Die Figuren sind für ihren Auftritt gerüstet. In gelbes Ölzeug gehüllt und mit Fernglas ausgestattet, erscheinen sie in der Serie "Dunststücke" auf der Bildfläche, umgeben von dichtem Nebel, der sich in kaltfarbigen, milchigen Kreideschichten wie ein atmosphärisches Medium über die Darstellung legt und nichts von der Umgebung sichtbar werden lässt. Suchend, Ausschau haltend, etwas unschlüssig und etwas ratlos warten sie auf das, was geschieht. Vielleicht auf besseres Wetter, wie Touristen am Nordseestrand. Vielleicht auch auf ihren Einsatz oder auf das, was die Künstlerin künftig mit ihnen vorhat. Fast will es scheinen, als versinnbildliche sich in den Figuren der "Dunststücke" die Rückkehr der Figur in die Malerei Gabriele Langendorfs. Ihre Begegnung mit der Natur in diesen Bildwelten muss erst Konturen gewinnen, erfordert Stehvermögen, Weitblick und ganz offensichtlich besondere Vorsicht, denn sie ist nur in Schutzkleidung möglich.
Als riskantes Unterfangen stellt sich die Begegnung mit der Natur in einer Gruppe vielfiguriger Landschaftsszenen dar, in denen sich die Welt von Freiheit und Abenteuer im Miniaturformat präsentiert. "Pausen" nennt Gabriele Langendorf nicht ohne Hintersinn diese Zeichnungen, deren Motive sie aus Reisekatalogen auf Transparentpapier kopiert, um sie zu neuen Konstellationen in neuer Umgebung zu montieren. Diese Methode des Zugreifens auf fremdes Material und seiner unmittelbaren Verwertung lässt einen spielerischen Umgang mit den Bildmotiven zu und trägt in vielen Darstellungen zu einer Erweiterung der erzählerischen Spannbreite bei. Denn das Bildreservoir, aus dem sie sich bedient, ist nahezu unerschöpflich, zugleich aber auch sehr viel beliebiger als eigene Fotovorlagen oder Skizzen. Menschen auf Abenteuerurlaub, bei erlebnisorientierten Outdoor- Aktivitäten, ausgerüstet mit Trekking-Utensilien, Neoprenanzügen und Schwimmwesten, die in Booten, mitunter auch wandernd Landschaftsräume fernab der Zivilisation erkunden, werden hier gleichzeitig zu Akteuren und zur Staffage einer Szenerie, die ebenso gut unter anderen Vorzeichen interpretiert werden kann: nicht als simulierte Gefahr bei touristischen Naturexpeditionen, sondern als reale, existenzielle Bedrohung. Beide Lesarten werden ununterscheidbar. Der kleine Maßstab, der nicht nur die Erkennbarkeit der in sich stark verdichteten Zeichnungen erschwert, sondern die gesamte Thematik ironisch untergräbt, tut ein Übriges, um alle Deutungen offen und die Verwirrung konstant zu halten.

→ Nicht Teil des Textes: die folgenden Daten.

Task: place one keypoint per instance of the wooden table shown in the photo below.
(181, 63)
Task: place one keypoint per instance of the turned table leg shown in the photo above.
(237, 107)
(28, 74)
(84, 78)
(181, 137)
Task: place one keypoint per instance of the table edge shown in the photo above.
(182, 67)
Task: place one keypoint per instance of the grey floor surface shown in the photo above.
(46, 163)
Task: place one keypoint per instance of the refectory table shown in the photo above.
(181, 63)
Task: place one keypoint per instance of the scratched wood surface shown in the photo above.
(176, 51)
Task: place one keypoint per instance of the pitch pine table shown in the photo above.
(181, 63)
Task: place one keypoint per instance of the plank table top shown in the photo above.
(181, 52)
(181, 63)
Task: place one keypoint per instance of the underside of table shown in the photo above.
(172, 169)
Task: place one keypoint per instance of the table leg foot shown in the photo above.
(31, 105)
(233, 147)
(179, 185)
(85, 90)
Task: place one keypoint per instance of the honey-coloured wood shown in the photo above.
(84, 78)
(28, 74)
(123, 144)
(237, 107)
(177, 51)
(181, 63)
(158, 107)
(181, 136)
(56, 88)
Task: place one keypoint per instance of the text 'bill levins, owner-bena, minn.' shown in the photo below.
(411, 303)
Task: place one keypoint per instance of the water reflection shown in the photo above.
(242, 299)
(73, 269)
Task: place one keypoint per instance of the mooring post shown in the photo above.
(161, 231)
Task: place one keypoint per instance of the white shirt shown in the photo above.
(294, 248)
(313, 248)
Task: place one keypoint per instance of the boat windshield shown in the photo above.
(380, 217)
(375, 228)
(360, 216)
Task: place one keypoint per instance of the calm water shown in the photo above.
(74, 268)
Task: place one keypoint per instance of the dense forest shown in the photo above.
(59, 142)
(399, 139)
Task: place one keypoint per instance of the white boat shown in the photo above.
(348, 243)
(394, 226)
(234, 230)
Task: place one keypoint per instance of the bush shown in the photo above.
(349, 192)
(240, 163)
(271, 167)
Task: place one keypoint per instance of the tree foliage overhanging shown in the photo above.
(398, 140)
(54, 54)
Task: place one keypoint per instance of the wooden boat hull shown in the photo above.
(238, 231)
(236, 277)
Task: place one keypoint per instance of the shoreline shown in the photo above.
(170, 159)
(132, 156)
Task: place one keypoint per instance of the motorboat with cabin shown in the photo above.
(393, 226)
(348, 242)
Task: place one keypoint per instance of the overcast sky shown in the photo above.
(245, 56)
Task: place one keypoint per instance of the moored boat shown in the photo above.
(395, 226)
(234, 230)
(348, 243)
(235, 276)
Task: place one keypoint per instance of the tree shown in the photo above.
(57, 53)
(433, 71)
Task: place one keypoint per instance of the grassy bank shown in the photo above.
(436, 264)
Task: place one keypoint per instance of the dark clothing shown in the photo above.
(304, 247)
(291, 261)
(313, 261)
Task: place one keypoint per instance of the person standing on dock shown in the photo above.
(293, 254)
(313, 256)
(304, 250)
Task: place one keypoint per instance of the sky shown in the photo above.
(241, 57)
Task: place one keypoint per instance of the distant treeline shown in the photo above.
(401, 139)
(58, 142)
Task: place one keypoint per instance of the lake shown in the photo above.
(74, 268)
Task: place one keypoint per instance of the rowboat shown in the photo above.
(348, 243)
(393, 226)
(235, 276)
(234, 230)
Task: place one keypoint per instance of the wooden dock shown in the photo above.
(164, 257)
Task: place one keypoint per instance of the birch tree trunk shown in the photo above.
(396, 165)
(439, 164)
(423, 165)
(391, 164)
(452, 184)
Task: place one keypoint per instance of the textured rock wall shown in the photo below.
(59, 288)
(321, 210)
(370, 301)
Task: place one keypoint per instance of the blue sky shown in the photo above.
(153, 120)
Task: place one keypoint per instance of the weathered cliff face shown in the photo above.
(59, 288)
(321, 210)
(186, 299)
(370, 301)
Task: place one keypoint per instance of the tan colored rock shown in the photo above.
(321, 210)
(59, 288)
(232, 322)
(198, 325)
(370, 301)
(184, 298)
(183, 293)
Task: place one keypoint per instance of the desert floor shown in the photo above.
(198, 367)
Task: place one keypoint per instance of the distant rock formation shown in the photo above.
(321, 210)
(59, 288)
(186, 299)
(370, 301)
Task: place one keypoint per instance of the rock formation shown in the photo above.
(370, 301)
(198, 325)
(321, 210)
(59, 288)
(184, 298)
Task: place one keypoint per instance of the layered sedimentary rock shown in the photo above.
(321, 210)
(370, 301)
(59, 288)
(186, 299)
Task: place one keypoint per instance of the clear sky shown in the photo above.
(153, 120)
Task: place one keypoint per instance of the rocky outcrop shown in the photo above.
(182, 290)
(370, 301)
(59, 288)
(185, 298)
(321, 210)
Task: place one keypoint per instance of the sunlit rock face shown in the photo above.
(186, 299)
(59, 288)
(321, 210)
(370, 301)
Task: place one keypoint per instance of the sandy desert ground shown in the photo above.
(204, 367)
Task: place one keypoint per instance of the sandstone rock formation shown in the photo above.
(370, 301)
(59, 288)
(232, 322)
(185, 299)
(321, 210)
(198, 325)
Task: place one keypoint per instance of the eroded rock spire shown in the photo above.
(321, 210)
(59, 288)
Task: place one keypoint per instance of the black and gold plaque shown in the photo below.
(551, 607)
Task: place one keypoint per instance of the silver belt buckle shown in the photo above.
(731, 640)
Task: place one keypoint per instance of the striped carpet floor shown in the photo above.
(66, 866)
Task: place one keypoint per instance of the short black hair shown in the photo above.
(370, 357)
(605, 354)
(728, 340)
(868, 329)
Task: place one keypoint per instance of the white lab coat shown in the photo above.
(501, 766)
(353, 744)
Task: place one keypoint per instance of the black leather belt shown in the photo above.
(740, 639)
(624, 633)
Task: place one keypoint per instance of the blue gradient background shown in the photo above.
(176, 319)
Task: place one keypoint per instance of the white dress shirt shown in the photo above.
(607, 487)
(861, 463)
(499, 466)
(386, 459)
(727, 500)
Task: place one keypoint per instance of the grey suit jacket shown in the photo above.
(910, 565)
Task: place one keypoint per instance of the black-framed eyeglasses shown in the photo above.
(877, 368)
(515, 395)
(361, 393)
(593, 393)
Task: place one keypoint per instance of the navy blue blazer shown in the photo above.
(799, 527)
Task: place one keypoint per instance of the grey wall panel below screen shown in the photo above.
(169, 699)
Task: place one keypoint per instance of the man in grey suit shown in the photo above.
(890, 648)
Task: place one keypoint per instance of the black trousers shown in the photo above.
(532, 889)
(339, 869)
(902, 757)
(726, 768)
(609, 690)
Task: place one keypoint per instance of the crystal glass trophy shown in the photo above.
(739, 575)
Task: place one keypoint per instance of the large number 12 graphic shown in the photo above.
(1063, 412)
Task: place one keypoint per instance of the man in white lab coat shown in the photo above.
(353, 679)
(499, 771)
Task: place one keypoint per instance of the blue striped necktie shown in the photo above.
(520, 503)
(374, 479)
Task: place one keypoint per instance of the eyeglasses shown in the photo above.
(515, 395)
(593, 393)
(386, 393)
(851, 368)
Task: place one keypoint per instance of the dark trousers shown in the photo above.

Die ironische Brechung durch das kleine Format ist auch bei den seit 2009 entstandenen Arbeiten der Serie "Atmosphärische Störungen" charakteristisches Stilmittel, doch resultiert sie hier aus dem proportionalen Missverhältnis zwischen der Figur und der ihr zugeordneten Tätigkeit. Die knappen, spontan formulierten und überaus dynamischen Bildszenen, die sich meist auf eine einzelne Figur beschränken, erinnern in ihrer Prägnanz und ihrer pointierten Komik an Cartoons, referieren jedoch auf Bedingungen der Malerei, indem sie den Malvorgang selbst zum Anlass des figürlichen Bildgeschehens machen. Gestische Farbspuren, während des Malens entstandene Zufallsprodukte, die hier eine neue Verwendung finden, initiieren skurrile Bildgeschichten, in denen Figuren auf die malerische Geste reagieren und das informelle Farbgeschehen gegenständlich umdeuten: Eine Gestalt im Taucheranzug stürzt sich in eine wellenförmige Pinselspur, Arbeiter mit Helm und Anglerhosen ziehen einen Absaugschlauch aus blau-grauen Farbschlieren, eine Figur im Overall mit Handschuhen und Mundschutz hantiert an einem streifenförmigen Muster und ein Feuerwehrmann im roten Signalanzug robbt bäuchlings durch ein Farbloch. Stets sind die Figuren in Schutzkleidung bei rätselhaften technischen Verrichtungen zu sehen, die auf Arbeits- und Noteinsätze bei "Störfällen" hindeuten: bei Natur- und Umweltkatastrophen, Wetterschäden und Unfällen oder beim missglückten Versuch, sportliche Herausforderungen mit hohem Gefahrenpotential zu bewältigen. Die Kleinheit der Figuren in Relation zu der vermeintlichen Wichtigkeit ihrer Aufgabe, der absurde Bedeutungsmaßstab von menschlicher Figur und malerischer Geste, an der sie sich abmüht, konterkarieren jede Sinnhaftigkeit.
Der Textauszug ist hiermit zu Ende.